CREEDE— Clouds gathered along the San Juan Mountain Range behind Creede as small flakes of snow began to fall through beams of sunlight while guests and residents gathered to honor the fallen soldiers from around the country.
The annual Memorial Day event began with a speech from keynote speaker Scott Lamb. “Words are feeble on such occasions, fortunately words are not all we have in our toolbox to honor our fallen heroes. Truly, our first obligation to them and to ourselves, is in doing what each of us can to ensure that the United States and freedom for which it stands— the freedom for which they gave their lives— endures and prospers. Their lives remind us that freedom is not bought cheaply. It does have a cost; it imposes a burden.”

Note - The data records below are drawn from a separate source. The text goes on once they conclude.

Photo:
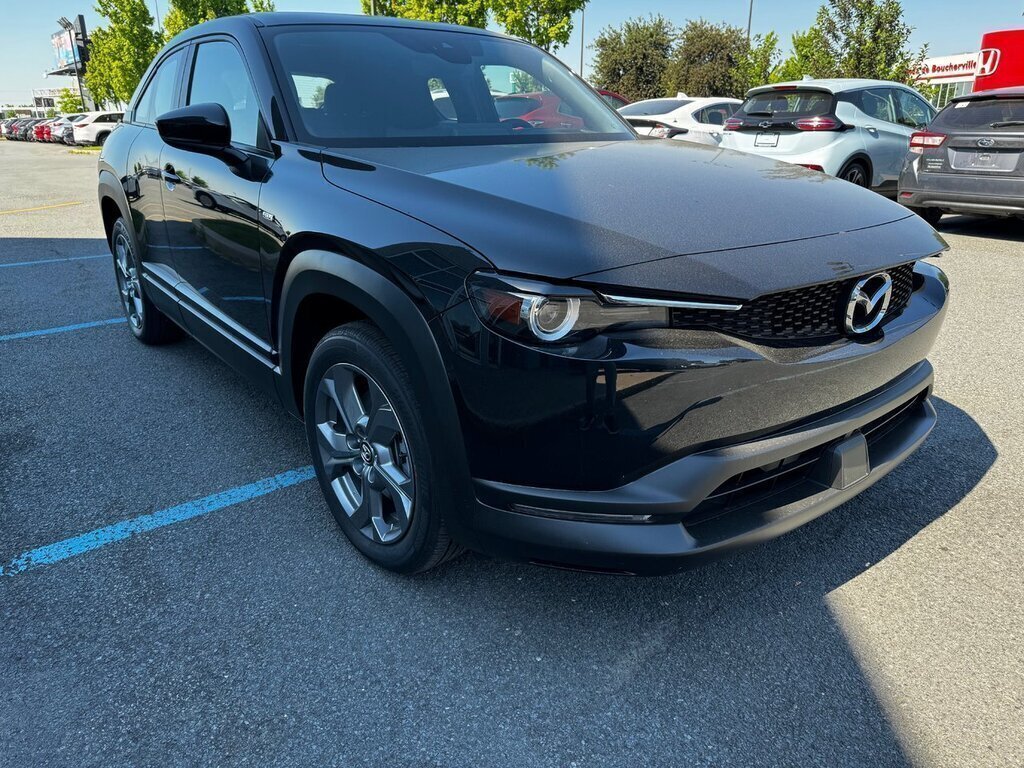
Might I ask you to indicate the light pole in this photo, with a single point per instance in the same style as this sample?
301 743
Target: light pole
583 39
70 29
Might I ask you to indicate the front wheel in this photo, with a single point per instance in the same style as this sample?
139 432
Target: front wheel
856 173
145 321
371 451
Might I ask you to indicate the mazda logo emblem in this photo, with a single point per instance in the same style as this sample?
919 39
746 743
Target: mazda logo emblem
868 303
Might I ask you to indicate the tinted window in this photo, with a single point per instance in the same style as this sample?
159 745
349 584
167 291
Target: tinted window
159 94
716 114
790 102
877 102
613 101
514 107
393 87
982 114
220 77
913 112
653 107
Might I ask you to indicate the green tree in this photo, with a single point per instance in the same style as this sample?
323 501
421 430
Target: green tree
632 59
69 101
708 60
865 39
120 52
758 62
807 57
544 23
185 13
465 12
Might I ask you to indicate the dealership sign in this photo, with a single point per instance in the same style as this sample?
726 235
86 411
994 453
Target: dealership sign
940 69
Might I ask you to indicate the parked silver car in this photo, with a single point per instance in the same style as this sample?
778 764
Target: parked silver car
858 130
970 160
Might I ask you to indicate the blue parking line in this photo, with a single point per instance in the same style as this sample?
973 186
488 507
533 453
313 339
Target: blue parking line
53 261
93 540
61 329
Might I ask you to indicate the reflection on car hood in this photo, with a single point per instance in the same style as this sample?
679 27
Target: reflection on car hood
690 214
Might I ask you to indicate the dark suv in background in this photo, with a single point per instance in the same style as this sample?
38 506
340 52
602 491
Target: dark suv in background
970 160
493 340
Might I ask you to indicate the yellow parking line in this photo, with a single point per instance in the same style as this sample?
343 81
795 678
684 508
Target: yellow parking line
40 208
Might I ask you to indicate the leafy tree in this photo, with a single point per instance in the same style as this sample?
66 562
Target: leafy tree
632 59
544 23
466 12
808 57
855 38
120 52
707 60
69 101
185 13
758 64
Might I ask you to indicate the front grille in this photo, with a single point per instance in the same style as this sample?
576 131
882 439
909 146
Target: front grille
805 314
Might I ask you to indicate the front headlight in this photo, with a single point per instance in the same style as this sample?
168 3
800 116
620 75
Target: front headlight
534 311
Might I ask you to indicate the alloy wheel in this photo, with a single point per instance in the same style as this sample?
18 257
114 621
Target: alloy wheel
855 175
128 285
364 453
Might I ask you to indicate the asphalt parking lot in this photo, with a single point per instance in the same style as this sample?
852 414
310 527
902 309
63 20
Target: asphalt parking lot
173 590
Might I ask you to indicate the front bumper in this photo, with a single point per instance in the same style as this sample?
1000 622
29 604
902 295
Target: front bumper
663 458
698 507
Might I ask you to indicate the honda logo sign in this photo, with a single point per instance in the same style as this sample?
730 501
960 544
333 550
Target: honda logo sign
988 61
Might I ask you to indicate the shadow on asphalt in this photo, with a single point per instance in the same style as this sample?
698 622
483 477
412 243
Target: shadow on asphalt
1011 229
747 641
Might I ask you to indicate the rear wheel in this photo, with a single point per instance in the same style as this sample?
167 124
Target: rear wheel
145 321
371 451
931 215
856 173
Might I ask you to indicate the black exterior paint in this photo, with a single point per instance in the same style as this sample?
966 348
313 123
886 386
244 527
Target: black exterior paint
393 233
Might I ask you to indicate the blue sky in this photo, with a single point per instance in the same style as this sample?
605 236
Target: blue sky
947 26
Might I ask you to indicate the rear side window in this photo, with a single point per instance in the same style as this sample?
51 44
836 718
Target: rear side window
877 102
159 94
982 115
716 114
788 103
653 107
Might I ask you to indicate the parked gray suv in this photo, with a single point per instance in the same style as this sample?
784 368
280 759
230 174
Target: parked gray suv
970 160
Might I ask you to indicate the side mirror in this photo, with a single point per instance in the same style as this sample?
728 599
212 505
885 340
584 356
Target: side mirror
203 128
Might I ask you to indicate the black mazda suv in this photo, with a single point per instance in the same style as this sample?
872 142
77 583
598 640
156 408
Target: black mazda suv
558 343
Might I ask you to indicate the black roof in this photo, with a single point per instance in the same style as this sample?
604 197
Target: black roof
250 20
1016 90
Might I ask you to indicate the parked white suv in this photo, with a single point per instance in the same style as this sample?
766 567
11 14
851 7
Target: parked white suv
858 130
94 127
697 120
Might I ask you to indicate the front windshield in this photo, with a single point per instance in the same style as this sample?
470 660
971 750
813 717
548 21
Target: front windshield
396 86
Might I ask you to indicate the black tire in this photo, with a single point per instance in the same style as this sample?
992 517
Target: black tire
146 322
363 349
856 173
931 215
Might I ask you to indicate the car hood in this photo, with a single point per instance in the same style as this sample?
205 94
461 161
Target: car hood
653 215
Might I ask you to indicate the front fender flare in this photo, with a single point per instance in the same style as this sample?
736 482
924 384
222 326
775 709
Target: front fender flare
391 309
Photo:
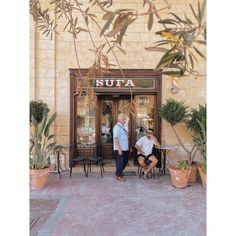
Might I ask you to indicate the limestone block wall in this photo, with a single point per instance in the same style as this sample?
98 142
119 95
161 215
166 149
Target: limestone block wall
50 61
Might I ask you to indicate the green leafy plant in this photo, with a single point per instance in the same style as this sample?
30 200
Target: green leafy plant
180 41
41 144
174 111
204 167
196 115
37 109
182 165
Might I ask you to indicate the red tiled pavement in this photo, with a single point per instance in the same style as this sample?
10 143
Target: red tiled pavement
105 207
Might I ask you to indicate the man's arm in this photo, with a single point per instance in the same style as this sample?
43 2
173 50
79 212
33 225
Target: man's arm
156 143
139 149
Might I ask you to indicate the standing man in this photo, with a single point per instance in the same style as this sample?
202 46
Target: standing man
144 146
120 146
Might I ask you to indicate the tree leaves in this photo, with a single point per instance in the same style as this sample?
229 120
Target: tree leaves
150 21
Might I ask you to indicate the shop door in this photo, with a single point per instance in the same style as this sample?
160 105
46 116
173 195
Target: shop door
109 109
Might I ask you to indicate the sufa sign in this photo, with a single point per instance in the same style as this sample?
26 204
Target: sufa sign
114 83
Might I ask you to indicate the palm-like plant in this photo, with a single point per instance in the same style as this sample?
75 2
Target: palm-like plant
41 142
175 112
197 123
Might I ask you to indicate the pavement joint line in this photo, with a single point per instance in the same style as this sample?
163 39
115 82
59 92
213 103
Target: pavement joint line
48 226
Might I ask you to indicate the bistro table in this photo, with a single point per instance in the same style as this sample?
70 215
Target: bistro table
164 149
59 149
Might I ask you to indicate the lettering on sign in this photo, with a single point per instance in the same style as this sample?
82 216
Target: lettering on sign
114 83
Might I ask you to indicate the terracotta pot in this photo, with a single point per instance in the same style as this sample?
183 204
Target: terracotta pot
39 178
203 176
179 178
193 173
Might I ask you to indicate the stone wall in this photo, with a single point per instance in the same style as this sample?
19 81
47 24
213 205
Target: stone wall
50 61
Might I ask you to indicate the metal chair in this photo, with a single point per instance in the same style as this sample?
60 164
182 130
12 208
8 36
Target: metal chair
153 171
96 156
78 157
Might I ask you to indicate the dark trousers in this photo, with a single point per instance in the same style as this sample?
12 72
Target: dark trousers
121 162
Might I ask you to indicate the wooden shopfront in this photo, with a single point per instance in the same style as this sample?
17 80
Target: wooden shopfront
91 123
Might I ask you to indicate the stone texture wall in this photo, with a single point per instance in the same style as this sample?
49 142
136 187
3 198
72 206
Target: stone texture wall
50 61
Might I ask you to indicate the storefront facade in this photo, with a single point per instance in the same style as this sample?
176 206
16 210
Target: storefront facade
93 122
52 81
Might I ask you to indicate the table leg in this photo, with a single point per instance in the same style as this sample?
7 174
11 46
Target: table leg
58 165
163 169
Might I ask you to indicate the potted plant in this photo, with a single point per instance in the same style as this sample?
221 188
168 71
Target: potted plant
41 144
200 141
180 174
197 124
175 112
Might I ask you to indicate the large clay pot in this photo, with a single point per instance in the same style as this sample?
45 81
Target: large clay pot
39 178
179 178
193 173
203 176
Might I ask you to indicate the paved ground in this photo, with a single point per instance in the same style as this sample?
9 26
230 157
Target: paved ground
105 207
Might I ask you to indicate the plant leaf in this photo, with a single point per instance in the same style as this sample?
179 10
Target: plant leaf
199 53
150 21
157 49
109 21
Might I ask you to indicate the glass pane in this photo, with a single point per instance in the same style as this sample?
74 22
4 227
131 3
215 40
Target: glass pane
145 114
107 121
124 108
86 115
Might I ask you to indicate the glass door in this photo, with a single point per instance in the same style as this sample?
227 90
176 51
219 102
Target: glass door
110 108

“Just as they whom we commemorate today were willing to sacrifice, so too must we. In a less final, less heroic way, we must be willing to give of ourselves. Today, patriots across this great nation will gather together in ceremonies such as this to remember, to honor and to pay homage to those who have given their lives for their country. Our gathering here is just one spark in the flame of pride that burns across our nation today and every day. It may not be a lot, but it is one small way we can honor those that have made the ultimate sacrifice so that we can continue to live free.”
The ceremony was hosted by the Creede Elks Lodge and featured songs performed by the Creede Choir. Local resident and former US Army Officer Bob Holt also spoke during the ceremony recognizing a decorated veteran from the Vietnam War, Larry Harper.
“I would like to take a minute and introduce a special guest we have here with us today. Larry Harper is a great friend to many of us here in Creede and was one of the most decorated veterans from his infantry in Vietnam. Larry was awarded four, that’s four, bronze stars. Those of us that know Larry, know that he is a quiet and humble man and this recognition makes him very uncomfortable so thank you Larry. Thank you for your service and your courage.”
Holt continued his speech by giving insight into what it was like to serve in the 1960s and 70s and how serving their country was a privilege and was earned through bravery and dedication. “It was something we talked about every evening at the dinner table. Our fathers and uncles fought in World War II and Korea. On the silver screen James Bond was defeating enemies of democracy around the world. During that time, two and one-half million men and women answered the call and recognized it was now our turn to serve.”
Lamb closed the ceremony by thanking those that were in attendance and encouraged everyone there to continue to do what they can to make the United States a place worth dying for. The ceremony ended with Taps played by DeAunn Dodson.